Wednesday, July 24, 2013

Creeper Crawler

As I wrote earlier, I was confident I can collect data for the Particle Database by myself, but shortly I realized it’s just too much. So after a struggle I decided to make a web crawler for harvesting semantic data.

The decision of target platform was quick – PHP is not suitable, so .NET. At first I tried to customize some of those existing open source crawlers, but it was a pain. So ultimately I wrote my own. I don’t need any GUI, so simple console app was suitable.

It downloads plain text data (e.g. HTML page), using HttpWebRequest class, and extracts all links to other pages. For every use I can define a set of boundaries, so links out of these boundaries are thrown away. The rest are put into queue. Robots.txt and meta tags are a part of those boundaries as well.
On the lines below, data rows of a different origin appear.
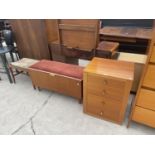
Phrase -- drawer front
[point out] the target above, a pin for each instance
(69, 86)
(106, 108)
(105, 87)
(146, 99)
(149, 78)
(144, 116)
(152, 59)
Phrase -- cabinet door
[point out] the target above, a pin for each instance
(31, 39)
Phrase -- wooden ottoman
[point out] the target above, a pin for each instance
(21, 66)
(57, 76)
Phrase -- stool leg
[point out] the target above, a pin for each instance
(12, 74)
(5, 64)
(12, 57)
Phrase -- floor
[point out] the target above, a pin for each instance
(25, 111)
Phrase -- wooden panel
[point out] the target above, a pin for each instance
(109, 108)
(55, 82)
(149, 78)
(152, 58)
(106, 96)
(79, 21)
(139, 60)
(31, 39)
(76, 27)
(146, 99)
(111, 68)
(52, 30)
(144, 116)
(80, 34)
(126, 32)
(104, 86)
(69, 86)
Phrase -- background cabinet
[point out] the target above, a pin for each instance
(31, 38)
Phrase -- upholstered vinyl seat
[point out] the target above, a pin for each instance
(70, 70)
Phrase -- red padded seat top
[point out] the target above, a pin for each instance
(70, 70)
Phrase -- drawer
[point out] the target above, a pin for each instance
(144, 116)
(102, 107)
(146, 99)
(149, 78)
(105, 87)
(152, 58)
(69, 86)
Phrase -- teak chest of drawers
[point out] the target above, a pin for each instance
(107, 85)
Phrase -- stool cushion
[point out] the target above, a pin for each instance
(70, 70)
(23, 63)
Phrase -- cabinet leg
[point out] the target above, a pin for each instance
(34, 86)
(80, 101)
(39, 89)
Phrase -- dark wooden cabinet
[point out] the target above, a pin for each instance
(31, 38)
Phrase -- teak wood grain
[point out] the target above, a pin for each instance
(56, 82)
(105, 93)
(143, 108)
(31, 39)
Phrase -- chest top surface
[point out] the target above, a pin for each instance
(112, 68)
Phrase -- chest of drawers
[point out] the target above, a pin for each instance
(107, 85)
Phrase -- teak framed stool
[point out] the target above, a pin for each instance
(21, 66)
(59, 77)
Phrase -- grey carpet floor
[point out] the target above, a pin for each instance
(25, 111)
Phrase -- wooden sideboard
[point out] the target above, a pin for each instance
(143, 109)
(107, 85)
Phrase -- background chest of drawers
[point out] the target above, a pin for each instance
(143, 110)
(107, 85)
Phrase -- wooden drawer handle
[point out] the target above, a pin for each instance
(77, 83)
(105, 82)
(103, 92)
(51, 74)
(103, 103)
(101, 113)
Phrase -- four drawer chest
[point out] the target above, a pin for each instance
(107, 85)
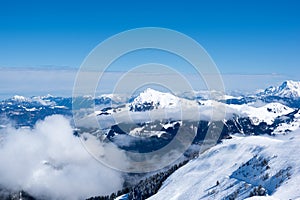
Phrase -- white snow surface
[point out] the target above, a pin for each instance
(266, 113)
(163, 100)
(227, 163)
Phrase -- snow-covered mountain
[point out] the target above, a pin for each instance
(288, 89)
(260, 157)
(151, 99)
(238, 169)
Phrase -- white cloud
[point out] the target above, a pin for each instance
(50, 162)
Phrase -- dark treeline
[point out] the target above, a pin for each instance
(145, 188)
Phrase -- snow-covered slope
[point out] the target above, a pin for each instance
(288, 89)
(150, 99)
(239, 168)
(266, 113)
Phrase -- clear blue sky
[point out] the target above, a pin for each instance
(247, 37)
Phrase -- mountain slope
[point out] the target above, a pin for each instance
(240, 168)
(288, 89)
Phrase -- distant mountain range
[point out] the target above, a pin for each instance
(151, 119)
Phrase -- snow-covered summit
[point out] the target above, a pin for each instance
(19, 98)
(150, 99)
(288, 89)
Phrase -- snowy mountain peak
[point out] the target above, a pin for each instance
(19, 98)
(150, 99)
(288, 89)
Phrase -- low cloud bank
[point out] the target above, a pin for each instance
(49, 161)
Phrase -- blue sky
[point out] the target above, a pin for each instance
(242, 37)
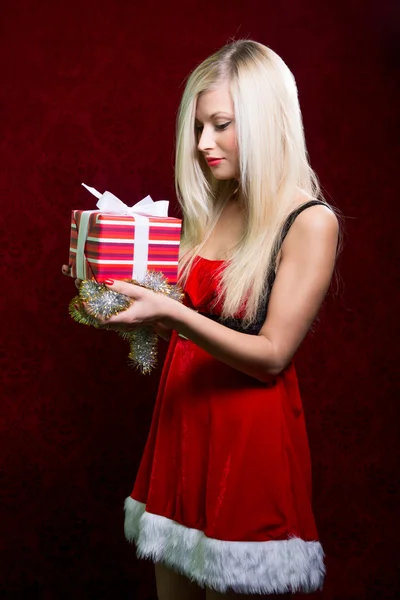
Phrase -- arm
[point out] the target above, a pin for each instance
(303, 277)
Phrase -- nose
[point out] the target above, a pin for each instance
(206, 139)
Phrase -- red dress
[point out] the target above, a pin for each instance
(223, 492)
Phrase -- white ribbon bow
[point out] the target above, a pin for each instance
(109, 203)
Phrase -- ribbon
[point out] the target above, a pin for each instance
(141, 211)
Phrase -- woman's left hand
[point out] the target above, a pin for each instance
(147, 309)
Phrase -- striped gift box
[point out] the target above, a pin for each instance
(109, 244)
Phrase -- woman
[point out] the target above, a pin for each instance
(222, 499)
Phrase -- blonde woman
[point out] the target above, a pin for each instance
(222, 499)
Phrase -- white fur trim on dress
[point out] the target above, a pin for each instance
(272, 567)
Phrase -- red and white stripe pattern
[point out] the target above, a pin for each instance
(110, 245)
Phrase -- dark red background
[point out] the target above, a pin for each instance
(89, 92)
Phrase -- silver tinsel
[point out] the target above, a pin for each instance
(101, 303)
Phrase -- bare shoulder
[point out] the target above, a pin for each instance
(315, 220)
(315, 229)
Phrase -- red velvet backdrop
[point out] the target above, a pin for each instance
(89, 92)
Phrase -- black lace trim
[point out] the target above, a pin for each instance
(254, 327)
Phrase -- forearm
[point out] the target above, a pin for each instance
(251, 354)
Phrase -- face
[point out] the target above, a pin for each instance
(216, 132)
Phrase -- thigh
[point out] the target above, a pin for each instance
(174, 586)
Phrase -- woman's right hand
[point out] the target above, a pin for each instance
(161, 330)
(66, 270)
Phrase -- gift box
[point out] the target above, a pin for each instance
(121, 242)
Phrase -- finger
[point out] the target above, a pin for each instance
(122, 287)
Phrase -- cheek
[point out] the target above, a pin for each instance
(231, 143)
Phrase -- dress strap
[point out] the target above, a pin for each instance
(287, 225)
(294, 214)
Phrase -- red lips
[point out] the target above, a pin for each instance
(213, 161)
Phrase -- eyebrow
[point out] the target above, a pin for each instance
(214, 115)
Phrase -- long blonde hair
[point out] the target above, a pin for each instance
(273, 166)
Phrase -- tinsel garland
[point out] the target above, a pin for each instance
(96, 300)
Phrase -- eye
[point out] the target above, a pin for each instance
(223, 126)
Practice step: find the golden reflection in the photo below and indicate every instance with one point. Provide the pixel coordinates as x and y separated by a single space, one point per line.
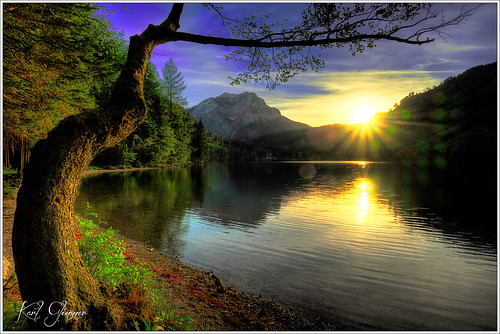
346 210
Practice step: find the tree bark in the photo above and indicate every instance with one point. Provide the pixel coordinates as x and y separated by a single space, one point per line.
48 265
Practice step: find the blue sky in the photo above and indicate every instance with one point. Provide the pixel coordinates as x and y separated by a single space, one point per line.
348 85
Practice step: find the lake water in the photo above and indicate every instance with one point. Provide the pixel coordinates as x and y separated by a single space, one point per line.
367 246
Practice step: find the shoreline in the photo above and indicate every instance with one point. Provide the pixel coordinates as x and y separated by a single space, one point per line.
197 293
120 170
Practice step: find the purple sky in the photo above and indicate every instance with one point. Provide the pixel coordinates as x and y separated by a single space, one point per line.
369 82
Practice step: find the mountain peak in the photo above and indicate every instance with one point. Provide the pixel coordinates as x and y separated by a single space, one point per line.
243 116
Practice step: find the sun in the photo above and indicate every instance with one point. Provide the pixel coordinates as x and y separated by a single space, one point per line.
363 114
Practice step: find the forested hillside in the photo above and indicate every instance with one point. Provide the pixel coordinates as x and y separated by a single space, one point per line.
455 121
60 59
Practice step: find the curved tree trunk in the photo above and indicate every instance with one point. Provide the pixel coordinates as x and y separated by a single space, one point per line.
47 260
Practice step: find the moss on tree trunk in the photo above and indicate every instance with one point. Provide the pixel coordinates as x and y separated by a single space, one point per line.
48 264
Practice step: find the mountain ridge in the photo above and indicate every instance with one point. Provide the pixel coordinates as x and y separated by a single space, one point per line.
242 117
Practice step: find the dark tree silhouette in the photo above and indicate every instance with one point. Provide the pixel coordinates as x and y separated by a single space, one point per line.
47 260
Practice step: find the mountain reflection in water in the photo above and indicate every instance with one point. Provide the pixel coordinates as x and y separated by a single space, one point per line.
367 245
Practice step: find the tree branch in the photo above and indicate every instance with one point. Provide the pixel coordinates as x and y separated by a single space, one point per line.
199 39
Then crawler prepares data for parsing – strips off all unimportant parts and replaces or deletes some parts (like whitespaces). Then it checks for presence of defined string, indicating there are some data to extract. And finally, using regular expressions, structured data are extracted and send to server-side for further processing.


On server side is PHP script, which post-processes and saves data into database, finds relevant links to another entities and stores URL of data source to avoid duplicates.

Then crawler politely waits a while before loading next URL from queue, because I don’t want to overload these servers. And... that’s it! Simple, yet powerful.